Older individuals Recover Slower from Concussion
- Functional MRI has been used recently to more clearly understand brain function
- In this study, fMRI was used to measure the working memory of persons suffering mild traumatic brain injury (mTBI)
- Younger patients showed a tendency for greater post-concussive symptoms
- Older individuals demonstrated a slower recovery rate from mTBI
- Younger patients may have greater neuroplasticity.
To evaluate the age effect on working memory (WM) performance and functional activation after mild traumatic brain injury (MTBI).
Materials and Methods
This study was approved by the local research ethics committee. All participants provided written informed consent. N-back WM cerebral activation was assessed with functional magnetic resonance (MR) imaging in 13 younger (mean age, 26.2 years ± 2.9; range, 21–30 years) and 13 older (mean age, 57.8 years ± 6.6; range, 51–68 years) patients with MTBI and 26 age- and sex-matched control subjects. Two functional MR images were obtained within 1 month after injury and 6 weeks after the initial study. Group comparison and regression analysis were performed among postconcussion symptoms, neuropsychologic tests, and WM activity in both groups.
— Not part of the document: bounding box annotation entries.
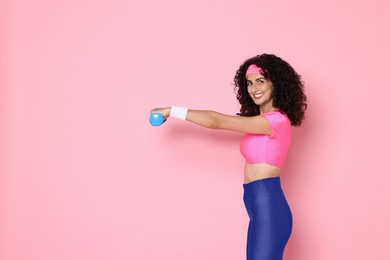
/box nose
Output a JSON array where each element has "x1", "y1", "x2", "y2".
[{"x1": 251, "y1": 83, "x2": 260, "y2": 92}]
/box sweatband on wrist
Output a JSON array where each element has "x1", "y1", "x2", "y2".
[{"x1": 169, "y1": 106, "x2": 188, "y2": 121}]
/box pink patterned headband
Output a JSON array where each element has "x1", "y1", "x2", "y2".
[{"x1": 246, "y1": 64, "x2": 264, "y2": 77}]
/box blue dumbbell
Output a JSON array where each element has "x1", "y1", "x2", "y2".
[{"x1": 149, "y1": 113, "x2": 166, "y2": 126}]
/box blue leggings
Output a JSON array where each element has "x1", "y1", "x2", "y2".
[{"x1": 243, "y1": 177, "x2": 293, "y2": 260}]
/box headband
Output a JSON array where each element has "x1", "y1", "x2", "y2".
[{"x1": 246, "y1": 64, "x2": 264, "y2": 77}]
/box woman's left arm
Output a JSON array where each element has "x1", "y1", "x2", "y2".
[{"x1": 151, "y1": 107, "x2": 272, "y2": 135}]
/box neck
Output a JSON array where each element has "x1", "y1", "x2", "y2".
[{"x1": 260, "y1": 102, "x2": 276, "y2": 114}]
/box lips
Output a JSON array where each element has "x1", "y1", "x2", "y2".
[{"x1": 253, "y1": 93, "x2": 264, "y2": 99}]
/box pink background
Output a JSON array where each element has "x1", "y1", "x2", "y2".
[{"x1": 0, "y1": 0, "x2": 390, "y2": 260}]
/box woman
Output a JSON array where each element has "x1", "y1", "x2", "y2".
[{"x1": 152, "y1": 54, "x2": 307, "y2": 260}]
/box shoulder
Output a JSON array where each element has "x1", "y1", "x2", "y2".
[{"x1": 262, "y1": 111, "x2": 291, "y2": 136}]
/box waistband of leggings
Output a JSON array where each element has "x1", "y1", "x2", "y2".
[{"x1": 243, "y1": 177, "x2": 282, "y2": 192}]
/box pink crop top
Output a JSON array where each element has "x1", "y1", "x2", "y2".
[{"x1": 240, "y1": 111, "x2": 291, "y2": 168}]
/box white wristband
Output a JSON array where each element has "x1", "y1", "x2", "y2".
[{"x1": 169, "y1": 106, "x2": 188, "y2": 121}]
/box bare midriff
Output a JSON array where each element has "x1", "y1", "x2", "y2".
[{"x1": 244, "y1": 163, "x2": 280, "y2": 183}]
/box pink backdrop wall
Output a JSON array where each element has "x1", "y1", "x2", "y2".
[{"x1": 0, "y1": 0, "x2": 390, "y2": 260}]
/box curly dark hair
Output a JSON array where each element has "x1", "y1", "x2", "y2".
[{"x1": 234, "y1": 53, "x2": 307, "y2": 126}]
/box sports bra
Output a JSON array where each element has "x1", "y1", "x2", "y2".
[{"x1": 240, "y1": 111, "x2": 291, "y2": 168}]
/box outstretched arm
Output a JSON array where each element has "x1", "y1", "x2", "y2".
[{"x1": 151, "y1": 107, "x2": 272, "y2": 135}]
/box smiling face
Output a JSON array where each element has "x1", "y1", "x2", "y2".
[{"x1": 246, "y1": 73, "x2": 274, "y2": 112}]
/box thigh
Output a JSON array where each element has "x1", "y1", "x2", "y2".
[{"x1": 248, "y1": 191, "x2": 292, "y2": 260}]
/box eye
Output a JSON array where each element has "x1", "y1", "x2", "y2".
[{"x1": 257, "y1": 79, "x2": 264, "y2": 84}]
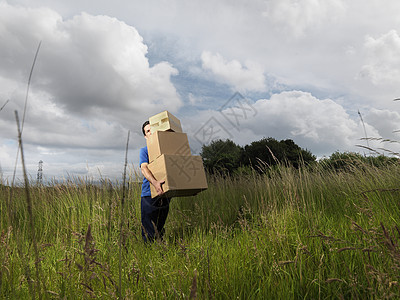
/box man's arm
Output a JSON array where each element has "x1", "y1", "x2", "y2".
[{"x1": 140, "y1": 163, "x2": 165, "y2": 196}]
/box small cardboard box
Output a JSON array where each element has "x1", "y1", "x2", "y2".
[
  {"x1": 147, "y1": 131, "x2": 192, "y2": 162},
  {"x1": 149, "y1": 111, "x2": 182, "y2": 133},
  {"x1": 148, "y1": 154, "x2": 208, "y2": 197}
]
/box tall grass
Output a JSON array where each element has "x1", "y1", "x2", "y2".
[{"x1": 0, "y1": 158, "x2": 400, "y2": 299}]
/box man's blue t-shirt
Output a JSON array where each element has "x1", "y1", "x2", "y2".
[{"x1": 139, "y1": 146, "x2": 151, "y2": 197}]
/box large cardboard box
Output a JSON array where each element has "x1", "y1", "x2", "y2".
[
  {"x1": 148, "y1": 154, "x2": 208, "y2": 197},
  {"x1": 147, "y1": 131, "x2": 192, "y2": 162},
  {"x1": 149, "y1": 111, "x2": 182, "y2": 133}
]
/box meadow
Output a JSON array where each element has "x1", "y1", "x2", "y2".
[{"x1": 0, "y1": 158, "x2": 400, "y2": 299}]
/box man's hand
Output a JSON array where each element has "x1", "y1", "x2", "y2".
[
  {"x1": 153, "y1": 180, "x2": 165, "y2": 196},
  {"x1": 140, "y1": 163, "x2": 165, "y2": 196}
]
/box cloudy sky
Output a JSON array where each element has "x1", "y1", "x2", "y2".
[{"x1": 0, "y1": 0, "x2": 400, "y2": 180}]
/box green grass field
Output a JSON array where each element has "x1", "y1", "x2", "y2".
[{"x1": 0, "y1": 159, "x2": 400, "y2": 299}]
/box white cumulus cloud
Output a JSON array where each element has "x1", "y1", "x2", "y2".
[
  {"x1": 201, "y1": 51, "x2": 266, "y2": 91},
  {"x1": 361, "y1": 30, "x2": 400, "y2": 85}
]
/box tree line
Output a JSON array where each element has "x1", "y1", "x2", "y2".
[
  {"x1": 200, "y1": 137, "x2": 316, "y2": 175},
  {"x1": 200, "y1": 137, "x2": 399, "y2": 175}
]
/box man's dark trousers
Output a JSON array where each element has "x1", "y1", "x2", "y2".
[{"x1": 141, "y1": 196, "x2": 171, "y2": 242}]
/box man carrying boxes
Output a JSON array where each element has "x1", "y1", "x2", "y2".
[{"x1": 139, "y1": 111, "x2": 207, "y2": 241}]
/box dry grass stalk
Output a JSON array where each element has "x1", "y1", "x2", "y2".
[{"x1": 15, "y1": 111, "x2": 42, "y2": 298}]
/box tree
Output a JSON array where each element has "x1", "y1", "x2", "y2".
[
  {"x1": 242, "y1": 138, "x2": 316, "y2": 171},
  {"x1": 200, "y1": 139, "x2": 243, "y2": 174}
]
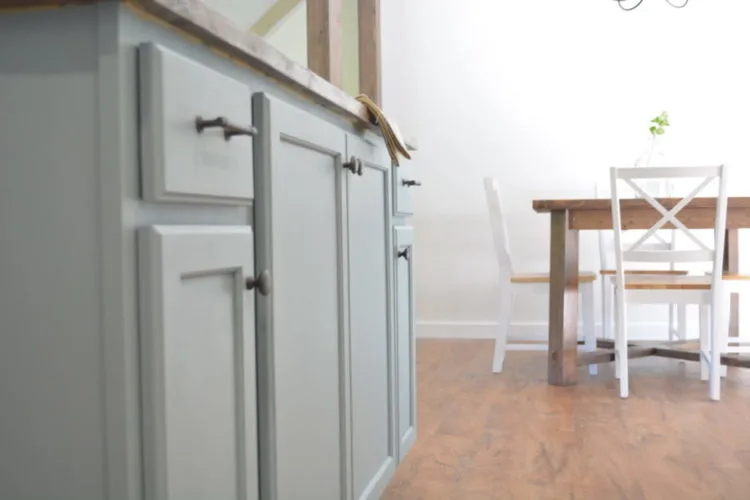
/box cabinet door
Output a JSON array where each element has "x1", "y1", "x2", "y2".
[
  {"x1": 139, "y1": 226, "x2": 258, "y2": 500},
  {"x1": 346, "y1": 135, "x2": 397, "y2": 500},
  {"x1": 394, "y1": 226, "x2": 417, "y2": 461},
  {"x1": 253, "y1": 94, "x2": 349, "y2": 500}
]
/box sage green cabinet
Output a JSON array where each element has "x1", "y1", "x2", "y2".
[
  {"x1": 346, "y1": 135, "x2": 398, "y2": 500},
  {"x1": 253, "y1": 94, "x2": 408, "y2": 500},
  {"x1": 393, "y1": 226, "x2": 417, "y2": 460},
  {"x1": 138, "y1": 226, "x2": 259, "y2": 500},
  {"x1": 253, "y1": 94, "x2": 349, "y2": 500},
  {"x1": 0, "y1": 8, "x2": 414, "y2": 500}
]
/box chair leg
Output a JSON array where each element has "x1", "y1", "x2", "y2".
[
  {"x1": 602, "y1": 276, "x2": 613, "y2": 339},
  {"x1": 700, "y1": 304, "x2": 711, "y2": 381},
  {"x1": 610, "y1": 286, "x2": 620, "y2": 380},
  {"x1": 669, "y1": 304, "x2": 679, "y2": 342},
  {"x1": 716, "y1": 293, "x2": 732, "y2": 378},
  {"x1": 708, "y1": 293, "x2": 729, "y2": 401},
  {"x1": 615, "y1": 290, "x2": 630, "y2": 398},
  {"x1": 677, "y1": 304, "x2": 687, "y2": 340},
  {"x1": 492, "y1": 290, "x2": 514, "y2": 373},
  {"x1": 581, "y1": 283, "x2": 599, "y2": 375}
]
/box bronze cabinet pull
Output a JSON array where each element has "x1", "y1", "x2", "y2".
[
  {"x1": 342, "y1": 160, "x2": 364, "y2": 175},
  {"x1": 341, "y1": 156, "x2": 359, "y2": 174},
  {"x1": 224, "y1": 123, "x2": 258, "y2": 141},
  {"x1": 195, "y1": 116, "x2": 229, "y2": 134},
  {"x1": 195, "y1": 116, "x2": 258, "y2": 141},
  {"x1": 245, "y1": 269, "x2": 273, "y2": 295}
]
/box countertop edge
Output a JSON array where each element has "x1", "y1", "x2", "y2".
[{"x1": 0, "y1": 0, "x2": 417, "y2": 151}]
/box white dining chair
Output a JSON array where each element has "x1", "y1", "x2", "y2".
[
  {"x1": 484, "y1": 177, "x2": 597, "y2": 374},
  {"x1": 594, "y1": 182, "x2": 688, "y2": 341},
  {"x1": 610, "y1": 165, "x2": 740, "y2": 400}
]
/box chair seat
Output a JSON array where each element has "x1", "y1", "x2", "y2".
[
  {"x1": 510, "y1": 271, "x2": 596, "y2": 283},
  {"x1": 599, "y1": 269, "x2": 688, "y2": 276},
  {"x1": 625, "y1": 275, "x2": 750, "y2": 290}
]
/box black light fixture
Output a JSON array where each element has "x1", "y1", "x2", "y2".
[{"x1": 615, "y1": 0, "x2": 689, "y2": 10}]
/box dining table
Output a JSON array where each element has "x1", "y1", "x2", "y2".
[{"x1": 532, "y1": 197, "x2": 750, "y2": 386}]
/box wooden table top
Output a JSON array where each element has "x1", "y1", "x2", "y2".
[
  {"x1": 532, "y1": 196, "x2": 750, "y2": 230},
  {"x1": 532, "y1": 196, "x2": 750, "y2": 213}
]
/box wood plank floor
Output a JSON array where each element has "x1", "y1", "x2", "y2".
[{"x1": 383, "y1": 340, "x2": 750, "y2": 500}]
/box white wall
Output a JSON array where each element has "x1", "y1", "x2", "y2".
[
  {"x1": 382, "y1": 0, "x2": 750, "y2": 337},
  {"x1": 204, "y1": 0, "x2": 274, "y2": 30}
]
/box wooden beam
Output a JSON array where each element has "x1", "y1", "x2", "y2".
[
  {"x1": 250, "y1": 0, "x2": 302, "y2": 36},
  {"x1": 357, "y1": 0, "x2": 382, "y2": 105},
  {"x1": 307, "y1": 0, "x2": 343, "y2": 88}
]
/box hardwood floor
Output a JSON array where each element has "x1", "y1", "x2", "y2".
[{"x1": 383, "y1": 340, "x2": 750, "y2": 500}]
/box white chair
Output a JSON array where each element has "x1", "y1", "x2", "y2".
[
  {"x1": 484, "y1": 178, "x2": 597, "y2": 374},
  {"x1": 610, "y1": 165, "x2": 739, "y2": 400},
  {"x1": 594, "y1": 183, "x2": 687, "y2": 341}
]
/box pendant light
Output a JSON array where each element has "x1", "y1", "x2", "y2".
[{"x1": 615, "y1": 0, "x2": 689, "y2": 10}]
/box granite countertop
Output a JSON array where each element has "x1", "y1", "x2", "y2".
[{"x1": 0, "y1": 0, "x2": 416, "y2": 150}]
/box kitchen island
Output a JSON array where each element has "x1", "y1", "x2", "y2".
[{"x1": 0, "y1": 0, "x2": 418, "y2": 500}]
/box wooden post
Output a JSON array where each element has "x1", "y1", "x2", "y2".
[
  {"x1": 307, "y1": 0, "x2": 343, "y2": 88},
  {"x1": 357, "y1": 0, "x2": 382, "y2": 104}
]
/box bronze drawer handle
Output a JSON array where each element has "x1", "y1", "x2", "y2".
[
  {"x1": 342, "y1": 156, "x2": 362, "y2": 179},
  {"x1": 195, "y1": 116, "x2": 229, "y2": 134},
  {"x1": 195, "y1": 116, "x2": 258, "y2": 141},
  {"x1": 224, "y1": 123, "x2": 258, "y2": 141},
  {"x1": 245, "y1": 269, "x2": 273, "y2": 295},
  {"x1": 401, "y1": 179, "x2": 422, "y2": 187}
]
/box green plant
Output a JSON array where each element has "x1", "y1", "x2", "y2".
[{"x1": 648, "y1": 111, "x2": 669, "y2": 135}]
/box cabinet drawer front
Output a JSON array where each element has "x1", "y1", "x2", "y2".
[
  {"x1": 139, "y1": 43, "x2": 253, "y2": 205},
  {"x1": 392, "y1": 162, "x2": 420, "y2": 216},
  {"x1": 138, "y1": 226, "x2": 259, "y2": 500}
]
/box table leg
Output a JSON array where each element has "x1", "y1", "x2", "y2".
[
  {"x1": 547, "y1": 210, "x2": 578, "y2": 385},
  {"x1": 724, "y1": 229, "x2": 740, "y2": 337}
]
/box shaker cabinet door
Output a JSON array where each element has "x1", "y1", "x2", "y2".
[
  {"x1": 346, "y1": 135, "x2": 397, "y2": 500},
  {"x1": 253, "y1": 94, "x2": 349, "y2": 500},
  {"x1": 394, "y1": 226, "x2": 416, "y2": 460},
  {"x1": 139, "y1": 226, "x2": 258, "y2": 500}
]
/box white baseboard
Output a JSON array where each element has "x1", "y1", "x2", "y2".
[{"x1": 416, "y1": 321, "x2": 692, "y2": 342}]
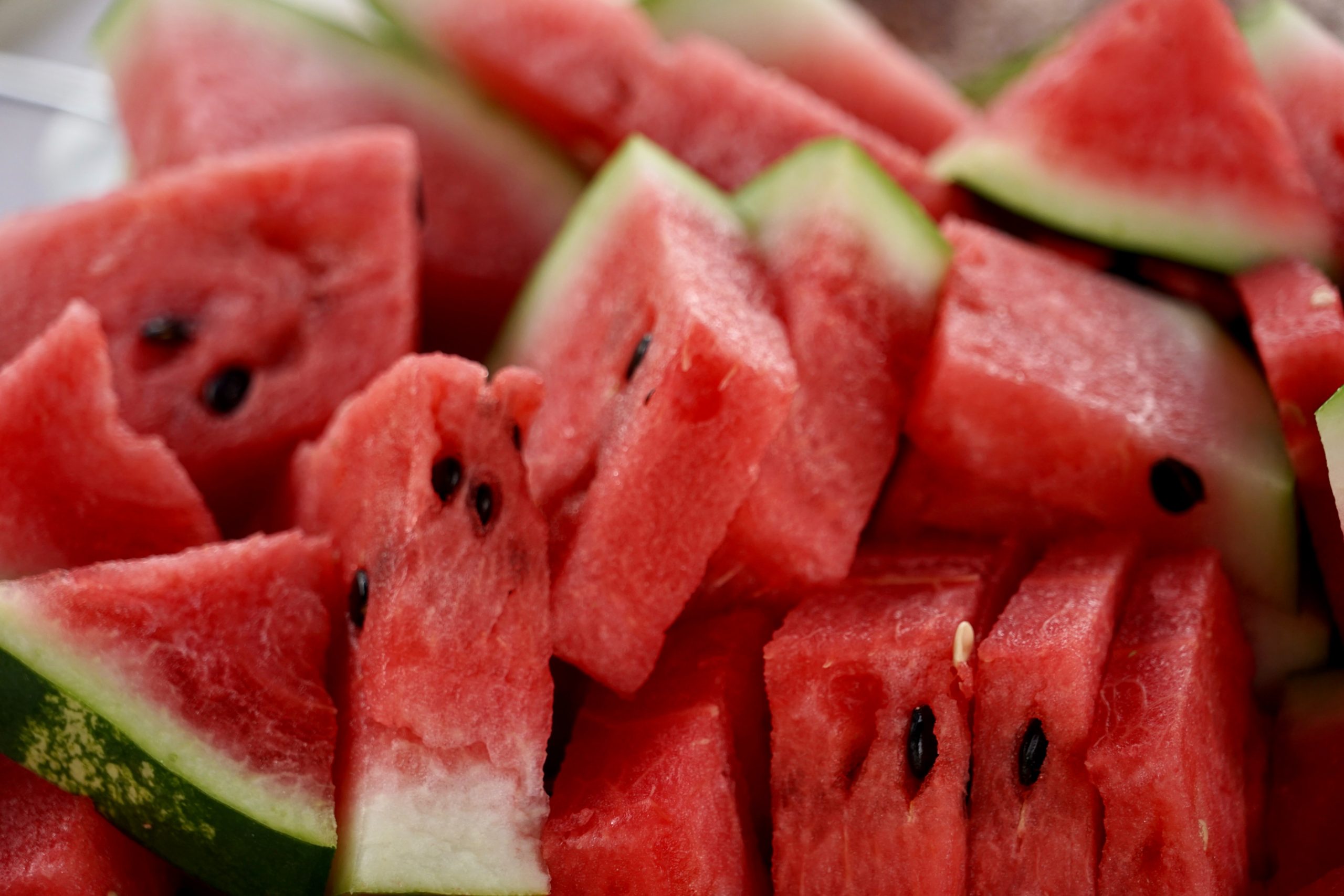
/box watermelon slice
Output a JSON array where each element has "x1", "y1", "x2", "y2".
[
  {"x1": 382, "y1": 0, "x2": 953, "y2": 216},
  {"x1": 933, "y1": 0, "x2": 1330, "y2": 271},
  {"x1": 545, "y1": 610, "x2": 773, "y2": 896},
  {"x1": 0, "y1": 302, "x2": 219, "y2": 577},
  {"x1": 0, "y1": 756, "x2": 178, "y2": 896},
  {"x1": 99, "y1": 0, "x2": 579, "y2": 356},
  {"x1": 1087, "y1": 551, "x2": 1251, "y2": 896},
  {"x1": 643, "y1": 0, "x2": 974, "y2": 154},
  {"x1": 500, "y1": 139, "x2": 797, "y2": 693},
  {"x1": 970, "y1": 537, "x2": 1137, "y2": 896},
  {"x1": 0, "y1": 533, "x2": 340, "y2": 896},
  {"x1": 1242, "y1": 0, "x2": 1344, "y2": 263},
  {"x1": 293, "y1": 355, "x2": 551, "y2": 893},
  {"x1": 0, "y1": 129, "x2": 417, "y2": 531}
]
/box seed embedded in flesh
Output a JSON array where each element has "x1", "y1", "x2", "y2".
[
  {"x1": 906, "y1": 705, "x2": 938, "y2": 781},
  {"x1": 1017, "y1": 719, "x2": 1049, "y2": 787}
]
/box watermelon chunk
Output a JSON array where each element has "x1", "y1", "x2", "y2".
[
  {"x1": 0, "y1": 533, "x2": 340, "y2": 896},
  {"x1": 643, "y1": 0, "x2": 974, "y2": 154},
  {"x1": 0, "y1": 129, "x2": 417, "y2": 531},
  {"x1": 382, "y1": 0, "x2": 953, "y2": 216},
  {"x1": 99, "y1": 0, "x2": 579, "y2": 356},
  {"x1": 500, "y1": 139, "x2": 797, "y2": 693},
  {"x1": 970, "y1": 537, "x2": 1137, "y2": 896},
  {"x1": 0, "y1": 756, "x2": 178, "y2": 896},
  {"x1": 545, "y1": 610, "x2": 773, "y2": 896},
  {"x1": 293, "y1": 355, "x2": 552, "y2": 893},
  {"x1": 933, "y1": 0, "x2": 1330, "y2": 271},
  {"x1": 1242, "y1": 0, "x2": 1344, "y2": 263},
  {"x1": 1087, "y1": 552, "x2": 1251, "y2": 896},
  {"x1": 0, "y1": 301, "x2": 219, "y2": 577}
]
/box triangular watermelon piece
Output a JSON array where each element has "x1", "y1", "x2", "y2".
[
  {"x1": 0, "y1": 302, "x2": 219, "y2": 577},
  {"x1": 0, "y1": 129, "x2": 418, "y2": 532},
  {"x1": 0, "y1": 533, "x2": 340, "y2": 896},
  {"x1": 293, "y1": 355, "x2": 552, "y2": 893},
  {"x1": 99, "y1": 0, "x2": 581, "y2": 357},
  {"x1": 934, "y1": 0, "x2": 1330, "y2": 271}
]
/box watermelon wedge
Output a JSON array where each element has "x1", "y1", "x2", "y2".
[
  {"x1": 1242, "y1": 0, "x2": 1344, "y2": 265},
  {"x1": 0, "y1": 756, "x2": 178, "y2": 896},
  {"x1": 0, "y1": 301, "x2": 219, "y2": 577},
  {"x1": 293, "y1": 355, "x2": 551, "y2": 893},
  {"x1": 969, "y1": 536, "x2": 1137, "y2": 896},
  {"x1": 99, "y1": 0, "x2": 581, "y2": 357},
  {"x1": 545, "y1": 610, "x2": 773, "y2": 896},
  {"x1": 1087, "y1": 551, "x2": 1251, "y2": 896},
  {"x1": 933, "y1": 0, "x2": 1330, "y2": 271},
  {"x1": 380, "y1": 0, "x2": 953, "y2": 218},
  {"x1": 499, "y1": 139, "x2": 797, "y2": 693},
  {"x1": 643, "y1": 0, "x2": 976, "y2": 154},
  {"x1": 0, "y1": 129, "x2": 417, "y2": 532},
  {"x1": 0, "y1": 533, "x2": 340, "y2": 896}
]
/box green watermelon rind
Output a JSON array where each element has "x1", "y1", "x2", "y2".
[
  {"x1": 489, "y1": 135, "x2": 744, "y2": 370},
  {"x1": 0, "y1": 584, "x2": 336, "y2": 896},
  {"x1": 930, "y1": 133, "x2": 1330, "y2": 274},
  {"x1": 734, "y1": 137, "x2": 951, "y2": 296}
]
In younger patients, initial hyperactivation was seen in the right precuneus and right inferior parietal gyrus (P = .047 and P = .025, respectively) in two-back greater than one-back conditions compared with younger control subjects, whereas in older patients, hypoactivation was seen in the right precuneus and right inferior frontal gyrus (P = .013 and P =.019, respectively) compared with older control subjects. Increased WM activity was associated with increased postconcussion symptoms in the right precuneus (r = 0.57; P = .026) and right inferior frontal gyrus (r = 0.60; P = .019) and poor WM performance in the right precuneus (r = −0.55; P = .027) in younger patients at initial studies but not in older patients. At follow-up examinations, partial recovery of activation pattern and decreased postconcussion symptoms (P = .04) were observed in younger patients but not in older patients.
The different manifestations of postconcussion symptoms at functional MR imaging between younger and older patients confirmed the important role of age in the activation, modulation, and allocation of WM processing resources after MTBI. These findings also supported that younger patients have better neural plasticity and clinical recovery than do older patients.